Approccio diagnostico
L’approccio per la diagnosi dell’aborto ricorrente va sempre iniziato con una serie di esami clinici e strumentali che permettano di individuare una possibile causa dell’abortività o del mancato impianto. Questi esami prevedono lo studio dell’assetto cromosomico dei componenti la coppia, esami ematochimici per problemi metabolici o immuno-sierologici, dosaggi ormonali, screening anticorpale e coagulativo, ricerca di possibili agenti patogeni batterici e virali e controlli strumentali quali l’Ecografia con sonda vaginale e l’Isteroscopia. Nei casi di ripetuto mancato impianto in trattamenti di fecondazione assistita potrebbe essere utile la ricerca di aneuploidie (numero di cromosomi non corretto) utilizzando una tecnica di indagine su alcune cellule dell’embrione prima del suo trasferimento in utero (PGS).
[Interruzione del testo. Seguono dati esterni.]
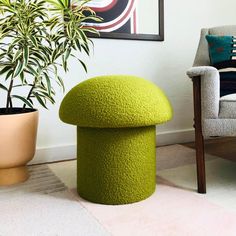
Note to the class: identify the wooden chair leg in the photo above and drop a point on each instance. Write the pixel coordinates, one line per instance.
(199, 140)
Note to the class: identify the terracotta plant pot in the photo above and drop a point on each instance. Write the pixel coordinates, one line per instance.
(18, 133)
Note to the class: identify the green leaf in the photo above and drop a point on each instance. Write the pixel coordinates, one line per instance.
(24, 100)
(48, 83)
(3, 87)
(5, 69)
(40, 100)
(18, 69)
(26, 55)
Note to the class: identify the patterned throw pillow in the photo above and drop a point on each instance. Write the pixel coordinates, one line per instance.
(222, 52)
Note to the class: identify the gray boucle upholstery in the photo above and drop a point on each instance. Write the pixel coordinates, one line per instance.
(228, 107)
(218, 114)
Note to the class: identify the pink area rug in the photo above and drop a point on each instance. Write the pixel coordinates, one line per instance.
(169, 211)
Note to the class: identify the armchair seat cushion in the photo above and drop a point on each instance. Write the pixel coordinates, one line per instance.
(228, 106)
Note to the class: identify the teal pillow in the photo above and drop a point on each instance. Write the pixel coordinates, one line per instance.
(222, 49)
(222, 52)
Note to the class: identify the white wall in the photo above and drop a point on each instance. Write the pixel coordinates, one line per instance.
(164, 63)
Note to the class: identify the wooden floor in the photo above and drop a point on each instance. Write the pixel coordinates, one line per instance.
(221, 147)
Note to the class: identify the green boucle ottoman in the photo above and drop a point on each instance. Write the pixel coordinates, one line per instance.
(115, 118)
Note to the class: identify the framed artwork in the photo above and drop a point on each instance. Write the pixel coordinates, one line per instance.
(129, 19)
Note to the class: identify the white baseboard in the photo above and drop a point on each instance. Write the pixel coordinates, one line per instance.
(176, 136)
(68, 152)
(52, 154)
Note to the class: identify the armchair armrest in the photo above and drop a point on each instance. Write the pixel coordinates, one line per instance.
(200, 70)
(210, 89)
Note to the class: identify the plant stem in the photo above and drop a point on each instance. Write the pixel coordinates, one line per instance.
(9, 101)
(30, 92)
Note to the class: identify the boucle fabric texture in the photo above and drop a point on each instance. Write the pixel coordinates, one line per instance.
(116, 166)
(115, 118)
(115, 101)
(217, 120)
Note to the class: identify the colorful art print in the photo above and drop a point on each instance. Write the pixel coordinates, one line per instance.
(118, 16)
(120, 19)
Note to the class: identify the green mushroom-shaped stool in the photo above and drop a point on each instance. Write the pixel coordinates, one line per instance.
(115, 117)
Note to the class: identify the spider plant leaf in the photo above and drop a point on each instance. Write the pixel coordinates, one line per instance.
(18, 69)
(40, 100)
(3, 87)
(24, 100)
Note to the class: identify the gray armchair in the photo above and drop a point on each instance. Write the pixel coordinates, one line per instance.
(213, 115)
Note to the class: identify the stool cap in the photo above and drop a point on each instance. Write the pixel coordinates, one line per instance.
(115, 101)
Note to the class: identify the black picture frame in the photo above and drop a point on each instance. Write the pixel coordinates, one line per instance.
(148, 37)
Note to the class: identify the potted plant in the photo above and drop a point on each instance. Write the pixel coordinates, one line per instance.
(37, 37)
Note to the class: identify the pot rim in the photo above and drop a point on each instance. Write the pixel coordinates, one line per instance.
(17, 111)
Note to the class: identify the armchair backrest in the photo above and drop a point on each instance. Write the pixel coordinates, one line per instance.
(202, 55)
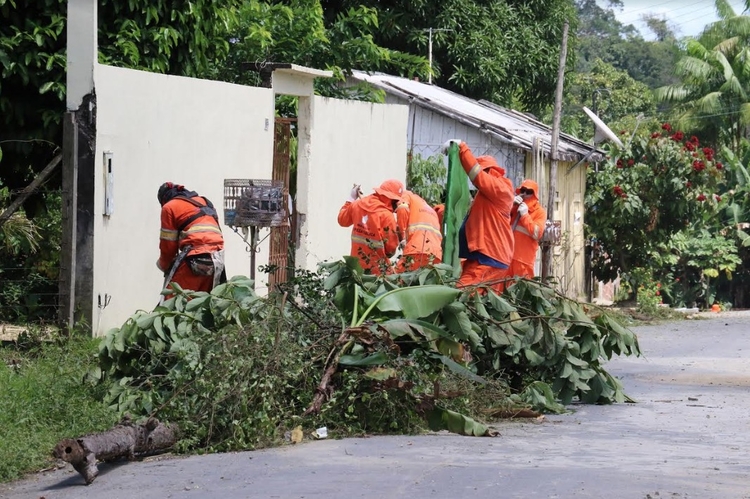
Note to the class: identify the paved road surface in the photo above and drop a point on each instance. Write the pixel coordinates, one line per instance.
(688, 437)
Tuttavia, come abbiamo precedentemente accennato, dopo tutti questi esami si riuscirà ad individuare la presunta eziologia degli aborti solo in una meta’ dei casi.
Anche la terapia per il trattamento di questa patologia risulta non sempre risolutiva. Nei pazienti che presentano nel siero autoanticorpi e in particolare nel caso degli anticardiolipina il trattamento con cortisonici, aspirina ed eparina a basse dosi generalmente risolve una buona parte di questi casi. Nel caso di difetti Mülleriani può essere indicato un intervento di metroplastica. Nei casi che non presentano cause individuabili con gli esami clinici sopra menzionati, e nei casi recidivanti sono state suggerite alcune terapie, quali l’infusione di immunoglobuline o di linfociti. Studi policentrici effettuati in numerose Università straniere non hanno tuttavia dimostrato per questi trattamenti alcuna validità scientifica.
E’ indubbio comunque che più ci si avvicina ad una diagnosi certa, più mirata ed efficace può essere la terapia.